BOB architectures embrace the diversity of tools offered by vendors and the open-source community in order to obtain the best possible implementation of the basic design patterns needed to support their systems. It is not uncommon to see modern systems running on frameworks such as Spring Boot using a variety of add-ins like Spring Cloud, Spring Data, and Spring AOP. Modern architectures will combine other technologies like Kafka and Spark to achieve complementary capabilities.
However, breaking away from NIH and DIY anti-patterns and towards BOB must be done with caution, as moving the pendulum from one extreme to the other could cause two undesired effects: Jenga Tower and Square Wheel.

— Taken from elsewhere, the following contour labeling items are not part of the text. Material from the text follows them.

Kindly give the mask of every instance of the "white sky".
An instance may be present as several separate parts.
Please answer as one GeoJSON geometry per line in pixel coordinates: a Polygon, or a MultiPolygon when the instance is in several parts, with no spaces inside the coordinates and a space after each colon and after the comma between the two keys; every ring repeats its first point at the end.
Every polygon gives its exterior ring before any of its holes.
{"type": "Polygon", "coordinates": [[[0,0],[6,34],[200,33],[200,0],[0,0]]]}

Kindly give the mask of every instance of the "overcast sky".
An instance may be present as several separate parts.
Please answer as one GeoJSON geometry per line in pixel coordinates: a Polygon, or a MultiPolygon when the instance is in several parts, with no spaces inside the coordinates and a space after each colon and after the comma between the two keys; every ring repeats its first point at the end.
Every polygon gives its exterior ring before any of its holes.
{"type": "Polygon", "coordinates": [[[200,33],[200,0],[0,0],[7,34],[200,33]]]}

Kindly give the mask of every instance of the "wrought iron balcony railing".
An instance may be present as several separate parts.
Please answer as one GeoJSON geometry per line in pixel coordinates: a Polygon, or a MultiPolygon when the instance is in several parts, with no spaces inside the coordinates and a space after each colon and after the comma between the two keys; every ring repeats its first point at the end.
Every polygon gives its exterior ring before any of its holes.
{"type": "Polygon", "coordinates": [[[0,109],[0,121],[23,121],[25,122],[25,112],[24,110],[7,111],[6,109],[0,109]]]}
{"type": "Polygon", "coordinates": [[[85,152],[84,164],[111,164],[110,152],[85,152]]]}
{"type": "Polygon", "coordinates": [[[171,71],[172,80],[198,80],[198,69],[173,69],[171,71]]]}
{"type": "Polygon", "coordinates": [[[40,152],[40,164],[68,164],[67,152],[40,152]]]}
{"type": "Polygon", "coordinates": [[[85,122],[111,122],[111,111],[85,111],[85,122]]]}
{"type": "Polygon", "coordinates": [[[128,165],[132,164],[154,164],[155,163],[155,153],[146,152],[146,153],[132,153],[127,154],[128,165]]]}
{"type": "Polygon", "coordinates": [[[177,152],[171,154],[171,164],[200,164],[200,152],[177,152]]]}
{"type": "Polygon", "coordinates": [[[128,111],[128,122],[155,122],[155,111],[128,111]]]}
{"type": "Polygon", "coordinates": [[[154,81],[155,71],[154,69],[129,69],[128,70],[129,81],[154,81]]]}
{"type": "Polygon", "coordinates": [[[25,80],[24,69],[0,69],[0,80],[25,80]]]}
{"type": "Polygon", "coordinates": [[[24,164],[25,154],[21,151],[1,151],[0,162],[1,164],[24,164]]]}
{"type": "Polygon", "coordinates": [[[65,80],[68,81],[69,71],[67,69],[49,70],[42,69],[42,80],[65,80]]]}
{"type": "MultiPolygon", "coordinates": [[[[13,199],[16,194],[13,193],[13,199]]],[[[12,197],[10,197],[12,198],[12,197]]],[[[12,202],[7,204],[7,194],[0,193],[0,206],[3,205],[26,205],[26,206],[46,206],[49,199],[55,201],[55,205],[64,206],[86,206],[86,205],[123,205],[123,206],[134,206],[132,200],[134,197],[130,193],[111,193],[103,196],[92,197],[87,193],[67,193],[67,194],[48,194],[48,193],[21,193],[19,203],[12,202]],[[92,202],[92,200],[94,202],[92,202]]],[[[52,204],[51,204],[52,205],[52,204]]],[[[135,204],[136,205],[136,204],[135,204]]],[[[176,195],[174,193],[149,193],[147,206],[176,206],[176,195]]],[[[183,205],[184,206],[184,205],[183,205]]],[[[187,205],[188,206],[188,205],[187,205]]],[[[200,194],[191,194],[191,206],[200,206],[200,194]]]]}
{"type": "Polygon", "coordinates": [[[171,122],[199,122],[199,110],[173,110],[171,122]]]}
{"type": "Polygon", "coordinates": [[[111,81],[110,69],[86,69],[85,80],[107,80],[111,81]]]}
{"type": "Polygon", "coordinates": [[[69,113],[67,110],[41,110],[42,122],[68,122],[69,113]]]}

Jenga Tower/Logo Slide/Frankenstein
Nitin Borwankar, who wrote the first of the 97 Things Every Software Architect Should Know, points out that using the latest technologies just because we can -- or, in his humorous example, to include them in our resumes -- is a practice that should be avoided as it brings unintended consequences.
Organizations often have their best technologists in charge of defining the tech stack that should be part of a system, and somewhat expect them to take advantage of the newest and greatest available tools. The misbalance happens when this expectation becomes much more important than the consequences of using too many tools, some never intended to be used together and/or before never tested in the same ecosystem.
We usually see this anti-pattern manifest as a Logo Slide, which is a tech-stack slide full of logos and abbreviations that receives a place of prominence on architecture documents that boast about the abundance of latest technologies that were combined to produce this ultimate tech stack.
At a superficial level, the abundance of latest and greatest tech on the Logo Slide could convey the impression of a highly innovative and cutting-edge tech stack. After all, who doesn’t like the idea of working with fancy and powerful tools?
The problem comes as pure math: the more black-box tools in the stack, the more things will need to be stitched together, configured, and supported. This undesired effect inspired the other name of the anti-pattern: Frankenstein. Just as the fictional monster had large stitches gruesomely holding it together, a high number of tools that work well independently may, when forced into the same ecosystem, display gruesome artificial stitching that will spread throughout the entire stack.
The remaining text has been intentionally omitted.